From my experience, I still don’t see the sector going far enough to make sanitation and hygiene a priority. Water and sanitation activities should benefit the people at the lower community level and more focus should be put on WASH education and trainings. From my work with communities, I have learned that if you don’t follow up or advocate for them, then sanitation will not be prioritized. When WASH in general is not prioritized at various levels of government and community leadership, this leads to a lack of funding to implement sanitation and hygiene projects the right way, including trainings. If more attention and funding is given to WASH at higher levels, then the WASH sector can help [Uganda] to develop and eliminate easily treatable diseases.

You originally joined the Lifeline team in 2013. What is it about this organization that has kept you engaged throughout all these years?
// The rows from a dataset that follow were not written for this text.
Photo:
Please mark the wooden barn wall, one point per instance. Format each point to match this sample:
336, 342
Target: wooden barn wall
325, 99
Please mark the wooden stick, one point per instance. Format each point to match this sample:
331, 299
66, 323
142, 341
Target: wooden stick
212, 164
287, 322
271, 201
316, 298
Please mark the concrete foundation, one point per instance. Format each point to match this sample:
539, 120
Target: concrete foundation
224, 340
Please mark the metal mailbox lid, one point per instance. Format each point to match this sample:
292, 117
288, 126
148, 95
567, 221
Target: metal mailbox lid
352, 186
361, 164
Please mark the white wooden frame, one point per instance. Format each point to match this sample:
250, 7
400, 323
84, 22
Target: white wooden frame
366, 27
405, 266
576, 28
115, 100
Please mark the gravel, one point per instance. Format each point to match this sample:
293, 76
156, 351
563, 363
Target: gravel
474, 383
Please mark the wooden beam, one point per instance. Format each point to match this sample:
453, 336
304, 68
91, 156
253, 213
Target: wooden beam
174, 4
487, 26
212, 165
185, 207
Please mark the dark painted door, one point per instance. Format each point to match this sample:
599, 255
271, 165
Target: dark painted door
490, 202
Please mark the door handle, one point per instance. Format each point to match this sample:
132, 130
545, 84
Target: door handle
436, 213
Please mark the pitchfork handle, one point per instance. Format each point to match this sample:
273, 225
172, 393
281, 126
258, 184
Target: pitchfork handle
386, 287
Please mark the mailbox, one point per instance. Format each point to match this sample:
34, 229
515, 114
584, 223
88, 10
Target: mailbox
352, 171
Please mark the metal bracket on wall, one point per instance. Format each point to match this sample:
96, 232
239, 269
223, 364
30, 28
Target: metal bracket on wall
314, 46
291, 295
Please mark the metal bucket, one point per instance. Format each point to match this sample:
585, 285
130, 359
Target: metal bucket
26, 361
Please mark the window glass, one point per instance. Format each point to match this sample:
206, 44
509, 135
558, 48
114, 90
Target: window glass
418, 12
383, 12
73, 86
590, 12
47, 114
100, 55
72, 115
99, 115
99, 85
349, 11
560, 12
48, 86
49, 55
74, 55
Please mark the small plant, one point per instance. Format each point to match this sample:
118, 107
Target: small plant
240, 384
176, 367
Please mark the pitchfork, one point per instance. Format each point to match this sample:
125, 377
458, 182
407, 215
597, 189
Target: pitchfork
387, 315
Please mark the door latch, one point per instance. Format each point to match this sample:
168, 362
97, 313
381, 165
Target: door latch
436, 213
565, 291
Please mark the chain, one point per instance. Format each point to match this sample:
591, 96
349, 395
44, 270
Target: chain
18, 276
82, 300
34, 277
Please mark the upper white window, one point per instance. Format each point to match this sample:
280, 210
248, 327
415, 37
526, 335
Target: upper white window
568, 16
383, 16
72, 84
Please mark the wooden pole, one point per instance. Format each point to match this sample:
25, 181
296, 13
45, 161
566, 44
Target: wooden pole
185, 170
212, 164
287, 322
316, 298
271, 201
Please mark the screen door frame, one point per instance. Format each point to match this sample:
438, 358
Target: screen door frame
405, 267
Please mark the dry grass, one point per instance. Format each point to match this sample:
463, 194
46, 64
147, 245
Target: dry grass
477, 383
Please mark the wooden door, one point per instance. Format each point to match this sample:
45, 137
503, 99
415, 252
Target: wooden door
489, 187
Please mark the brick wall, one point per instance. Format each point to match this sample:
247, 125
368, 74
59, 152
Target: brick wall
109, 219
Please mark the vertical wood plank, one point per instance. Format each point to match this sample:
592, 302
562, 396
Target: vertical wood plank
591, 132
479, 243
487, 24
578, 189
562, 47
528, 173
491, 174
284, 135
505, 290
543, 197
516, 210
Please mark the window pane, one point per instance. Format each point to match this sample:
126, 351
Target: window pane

What has kept me engaged with this organization is the fact that Lifeline gives the best to the communities that we serve. I have seen the way that Lifeline implements all of their programs, especially WASH and environmental programs, and all of this work ensures the best possible outcomes for the community. If it is the construction of a water point, for example, they will make sure it’s quality work. Lifeline ensures everything is done right and follows all of the important protocols. The safety and integrity of the projects are done well when given to the hands of the needy.

If you could have any superpower, what would it be and why?

This would be the ability to stop corruption in the world. In my view, from what I see on the news and TV and seeing the impact of corruption in the world and in Uganda, corruption is one of the largest roadblocks to peace and human security in the world. Corruption also has the largest impact negatively on the poor and the disenfranchised. Since I have this passion for assisting the needy and poor, when I see them suffer because of corruption it can be heartbreaking. In Uganda, if you do not have enough money in hand you can lose everything, your land and your house. The poor are suffering at the expense of corruption in many cases and my superpower would be to end this corruption.